Checkpointing is a process by which readers mark or commit their position within a partition event sequence. Checkpointing is the responsibility of the consumer and occurs on a per-partition basis within a consumer group. This responsibility means that for each consumer group, each partition reader must keep track of its current position in the event stream, and can inform the service when it considers the data stream complete.
If a reader disconnects from a partition, when it reconnects it begins reading at the checkpoint that was previously submitted by the last reader of that partition in that consumer group. When the reader connects, it passes this offset to the event hub to specify the location at which to start reading. In this way, you can use checkpointing to both mark events as “complete” by downstream applications, and to provide resiliency if a failover between readers running on different machines occurs. It is possible to return to older data by specifying a lower offset from this checkpointing process. Through this mechanism, checkpointing enables both failover resiliency and event stream replay.
Common consumer tasks
All Event Hubs consumers connect via an AMQP 1.0 session, a state-aware bidirectional communication channel. Each partition has an AMQP 1.0 session that facilitates the transport of events segregated by partition.
Connect to a partition
When connecting to partitions, it is common practice to use a leasing mechanism to coordinate reader connections to specific partitions. This way, it is possible for every partition in a consumer group to have only one active reader. Checkpointing, leasing, and managing readers are simplified by using the EventProcessorHost class for .NET clients. The Event Processor Host is an intelligent consumer agent.
After an AMQP 1.0 session and link is opened for a specific partition, events are delivered to the AMQP 1.0 client by the Event Hubs service. This delivery mechanism enables higher throughput and lower latency than pull-based mechanisms such as HTTP GET. As events are sent to the client, each event data instance contains important metadata such as the offset and sequence number that are used to facilitate checkpointing on the event sequence.

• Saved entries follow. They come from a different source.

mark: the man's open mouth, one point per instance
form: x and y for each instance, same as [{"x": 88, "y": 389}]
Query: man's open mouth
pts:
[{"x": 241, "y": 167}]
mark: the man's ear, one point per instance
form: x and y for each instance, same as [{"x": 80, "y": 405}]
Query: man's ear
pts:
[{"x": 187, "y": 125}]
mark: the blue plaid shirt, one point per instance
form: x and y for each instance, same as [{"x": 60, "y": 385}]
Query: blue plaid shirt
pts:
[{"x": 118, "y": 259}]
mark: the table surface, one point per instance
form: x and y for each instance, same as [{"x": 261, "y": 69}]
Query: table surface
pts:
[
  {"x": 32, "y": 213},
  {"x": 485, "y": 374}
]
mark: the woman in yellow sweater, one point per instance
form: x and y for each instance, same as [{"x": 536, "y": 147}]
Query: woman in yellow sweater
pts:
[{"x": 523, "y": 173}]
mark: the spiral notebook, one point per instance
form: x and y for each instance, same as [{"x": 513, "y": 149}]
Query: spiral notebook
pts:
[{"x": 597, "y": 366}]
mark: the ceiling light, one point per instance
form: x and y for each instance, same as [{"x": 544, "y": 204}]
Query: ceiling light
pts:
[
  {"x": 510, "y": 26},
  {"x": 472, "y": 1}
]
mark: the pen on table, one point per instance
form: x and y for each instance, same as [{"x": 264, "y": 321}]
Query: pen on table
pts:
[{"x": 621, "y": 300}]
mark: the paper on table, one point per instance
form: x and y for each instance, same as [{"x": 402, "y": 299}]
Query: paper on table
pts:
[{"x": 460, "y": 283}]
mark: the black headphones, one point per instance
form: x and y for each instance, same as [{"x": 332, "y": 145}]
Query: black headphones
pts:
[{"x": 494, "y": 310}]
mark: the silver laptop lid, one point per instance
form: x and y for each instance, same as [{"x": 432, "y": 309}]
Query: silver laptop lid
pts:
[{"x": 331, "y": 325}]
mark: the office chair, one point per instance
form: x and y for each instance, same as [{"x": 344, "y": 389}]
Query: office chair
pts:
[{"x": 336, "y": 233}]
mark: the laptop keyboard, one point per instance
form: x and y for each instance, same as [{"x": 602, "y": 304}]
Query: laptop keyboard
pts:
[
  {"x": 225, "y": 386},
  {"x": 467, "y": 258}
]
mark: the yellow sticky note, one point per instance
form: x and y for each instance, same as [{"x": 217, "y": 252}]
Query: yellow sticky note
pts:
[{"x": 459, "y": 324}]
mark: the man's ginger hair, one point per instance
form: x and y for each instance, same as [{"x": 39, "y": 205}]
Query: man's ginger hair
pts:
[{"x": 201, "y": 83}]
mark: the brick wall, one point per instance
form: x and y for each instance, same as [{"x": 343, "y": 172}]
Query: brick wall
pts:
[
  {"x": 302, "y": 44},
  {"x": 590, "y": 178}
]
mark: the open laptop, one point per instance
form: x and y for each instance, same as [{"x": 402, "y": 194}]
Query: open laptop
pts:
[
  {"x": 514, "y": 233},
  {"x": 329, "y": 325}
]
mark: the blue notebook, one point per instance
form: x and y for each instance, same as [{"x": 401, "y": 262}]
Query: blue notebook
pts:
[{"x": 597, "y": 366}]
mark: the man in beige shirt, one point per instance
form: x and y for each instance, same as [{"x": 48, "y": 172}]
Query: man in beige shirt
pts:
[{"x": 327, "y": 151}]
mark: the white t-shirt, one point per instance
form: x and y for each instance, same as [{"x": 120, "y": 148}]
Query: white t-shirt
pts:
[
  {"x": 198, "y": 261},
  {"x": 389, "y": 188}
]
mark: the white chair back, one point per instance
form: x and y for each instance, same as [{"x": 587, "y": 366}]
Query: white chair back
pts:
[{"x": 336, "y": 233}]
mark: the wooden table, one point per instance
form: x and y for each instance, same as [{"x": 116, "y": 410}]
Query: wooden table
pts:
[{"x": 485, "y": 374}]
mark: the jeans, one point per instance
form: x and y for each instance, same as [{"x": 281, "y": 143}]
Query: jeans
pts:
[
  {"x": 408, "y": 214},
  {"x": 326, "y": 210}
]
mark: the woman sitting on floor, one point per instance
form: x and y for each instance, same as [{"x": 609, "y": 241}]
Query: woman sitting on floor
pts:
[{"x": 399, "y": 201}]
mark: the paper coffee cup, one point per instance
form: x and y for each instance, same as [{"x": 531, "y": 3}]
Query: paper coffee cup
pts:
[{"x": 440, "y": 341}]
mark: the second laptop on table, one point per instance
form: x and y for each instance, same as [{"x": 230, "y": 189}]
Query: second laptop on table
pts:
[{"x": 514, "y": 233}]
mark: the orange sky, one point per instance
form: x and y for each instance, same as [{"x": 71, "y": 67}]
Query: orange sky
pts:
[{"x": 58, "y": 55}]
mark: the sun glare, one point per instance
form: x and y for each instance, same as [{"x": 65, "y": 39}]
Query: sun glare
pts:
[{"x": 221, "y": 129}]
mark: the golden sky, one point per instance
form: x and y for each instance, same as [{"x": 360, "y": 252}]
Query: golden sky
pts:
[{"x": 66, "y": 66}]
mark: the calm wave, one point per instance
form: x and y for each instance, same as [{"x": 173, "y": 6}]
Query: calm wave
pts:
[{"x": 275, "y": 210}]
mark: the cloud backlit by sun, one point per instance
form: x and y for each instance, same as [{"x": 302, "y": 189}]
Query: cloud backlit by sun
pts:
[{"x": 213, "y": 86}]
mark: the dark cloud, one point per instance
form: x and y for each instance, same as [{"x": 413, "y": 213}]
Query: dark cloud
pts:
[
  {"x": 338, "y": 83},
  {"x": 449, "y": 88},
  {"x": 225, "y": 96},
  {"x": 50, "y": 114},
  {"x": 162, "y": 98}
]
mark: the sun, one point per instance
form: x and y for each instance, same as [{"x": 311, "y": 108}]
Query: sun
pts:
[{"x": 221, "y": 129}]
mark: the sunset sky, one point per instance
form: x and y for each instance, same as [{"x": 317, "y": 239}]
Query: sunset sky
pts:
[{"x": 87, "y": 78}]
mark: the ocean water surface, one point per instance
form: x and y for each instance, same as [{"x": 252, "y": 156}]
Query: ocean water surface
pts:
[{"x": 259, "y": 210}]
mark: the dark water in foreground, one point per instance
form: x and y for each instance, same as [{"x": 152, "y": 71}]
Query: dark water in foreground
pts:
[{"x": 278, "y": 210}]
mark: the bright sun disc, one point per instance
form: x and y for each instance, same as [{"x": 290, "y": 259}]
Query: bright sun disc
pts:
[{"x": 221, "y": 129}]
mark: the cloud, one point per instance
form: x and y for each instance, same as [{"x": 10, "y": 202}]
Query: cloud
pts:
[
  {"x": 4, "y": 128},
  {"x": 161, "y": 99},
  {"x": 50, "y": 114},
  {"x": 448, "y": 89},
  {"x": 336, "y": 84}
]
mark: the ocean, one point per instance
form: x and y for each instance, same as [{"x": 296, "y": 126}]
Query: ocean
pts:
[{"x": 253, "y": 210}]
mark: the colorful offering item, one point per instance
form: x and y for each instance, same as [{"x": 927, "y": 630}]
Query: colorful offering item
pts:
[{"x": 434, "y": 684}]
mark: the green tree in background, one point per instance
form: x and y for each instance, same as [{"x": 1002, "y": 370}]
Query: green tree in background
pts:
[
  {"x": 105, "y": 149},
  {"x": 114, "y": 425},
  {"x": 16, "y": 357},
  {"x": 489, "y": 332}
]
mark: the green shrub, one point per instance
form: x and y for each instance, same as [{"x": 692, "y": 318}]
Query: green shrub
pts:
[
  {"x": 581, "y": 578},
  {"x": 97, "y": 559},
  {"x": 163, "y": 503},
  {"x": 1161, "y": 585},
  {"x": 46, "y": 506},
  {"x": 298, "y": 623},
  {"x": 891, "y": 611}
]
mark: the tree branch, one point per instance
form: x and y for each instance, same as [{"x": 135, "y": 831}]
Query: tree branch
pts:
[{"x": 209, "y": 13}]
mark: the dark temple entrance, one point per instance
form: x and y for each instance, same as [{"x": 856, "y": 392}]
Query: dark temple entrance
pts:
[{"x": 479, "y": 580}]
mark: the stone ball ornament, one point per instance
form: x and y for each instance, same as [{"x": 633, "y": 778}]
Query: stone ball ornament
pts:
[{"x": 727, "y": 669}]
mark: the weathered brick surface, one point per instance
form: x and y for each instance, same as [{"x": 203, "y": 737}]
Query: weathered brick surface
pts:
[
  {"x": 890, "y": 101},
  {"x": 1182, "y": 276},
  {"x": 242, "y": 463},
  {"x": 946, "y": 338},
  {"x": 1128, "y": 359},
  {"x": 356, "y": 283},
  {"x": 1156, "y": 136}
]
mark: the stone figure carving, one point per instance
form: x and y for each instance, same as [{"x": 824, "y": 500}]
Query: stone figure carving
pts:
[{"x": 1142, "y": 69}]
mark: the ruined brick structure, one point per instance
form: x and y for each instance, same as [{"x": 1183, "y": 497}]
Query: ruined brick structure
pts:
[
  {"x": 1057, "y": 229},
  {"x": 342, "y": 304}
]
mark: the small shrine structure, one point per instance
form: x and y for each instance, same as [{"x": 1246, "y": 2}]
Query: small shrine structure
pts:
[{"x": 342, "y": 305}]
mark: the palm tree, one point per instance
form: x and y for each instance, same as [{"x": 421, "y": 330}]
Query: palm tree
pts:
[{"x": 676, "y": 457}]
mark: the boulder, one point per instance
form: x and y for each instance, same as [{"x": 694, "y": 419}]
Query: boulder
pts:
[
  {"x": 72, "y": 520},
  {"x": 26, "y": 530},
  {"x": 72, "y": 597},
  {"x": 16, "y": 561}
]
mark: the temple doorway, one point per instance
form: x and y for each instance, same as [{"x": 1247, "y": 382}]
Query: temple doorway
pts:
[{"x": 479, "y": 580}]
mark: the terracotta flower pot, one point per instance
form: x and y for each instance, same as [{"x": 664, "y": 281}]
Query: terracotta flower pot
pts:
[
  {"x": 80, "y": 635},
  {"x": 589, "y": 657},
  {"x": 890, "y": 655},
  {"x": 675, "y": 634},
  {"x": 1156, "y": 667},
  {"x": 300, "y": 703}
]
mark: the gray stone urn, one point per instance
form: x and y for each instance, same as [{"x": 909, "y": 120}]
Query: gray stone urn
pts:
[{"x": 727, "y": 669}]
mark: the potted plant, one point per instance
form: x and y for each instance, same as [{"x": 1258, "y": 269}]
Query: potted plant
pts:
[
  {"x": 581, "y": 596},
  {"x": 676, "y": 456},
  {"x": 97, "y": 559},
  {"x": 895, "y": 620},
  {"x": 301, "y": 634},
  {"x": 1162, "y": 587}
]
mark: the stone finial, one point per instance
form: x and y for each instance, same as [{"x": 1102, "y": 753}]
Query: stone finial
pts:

It is your responsibility to manage the offset.
Event Hubs has a highly scalable parallel architecture and there are several key factors to consider when sizing and scaling.
The throughput capacity of Event Hubs is controlled by throughput units. Throughput units are pre-purchased units of capacity. A single throughput unit includes the following capacity:
Ingress: Up to 1 MB per second or 1000 events per second (whichever comes first)
Egress: Up to 2 MB per second
Beyond the capacity of the purchased throughput units, ingress is throttled and a ServerBusyException is returned. Egress does not produce throttling exceptions, but is still limited to the capacity of the purchased throughput units. If you receive publishing rate exceptions or are expecting to see higher egress, be sure to check how many throughput units you have purchased for the namespace. You can manage throughput units on the Scale blade of the namespaces in the Azure portal. You can also manage throughput units programmatically using the Event Hubs APIs.
Throughput units are billed per hour and are pre-purchased. Once purchased, throughput units are billed for a minimum of one hour. Up to 20 throughput units can be purchased for an Event Hubs namespace and are shared across all Event Hubs in the namespace.
More throughput units can be purchased in blocks of 20, up to 100 throughput units, by contacting Azure support. Beyond that, you can also purchase blocks of 100 throughput units.
We recommend that you balance throughput units and partitions to achieve optimal scale. A single partition has a maximum scale of one throughput unit. The number of throughput units should be less than or equal to the number of partitions in an event hub.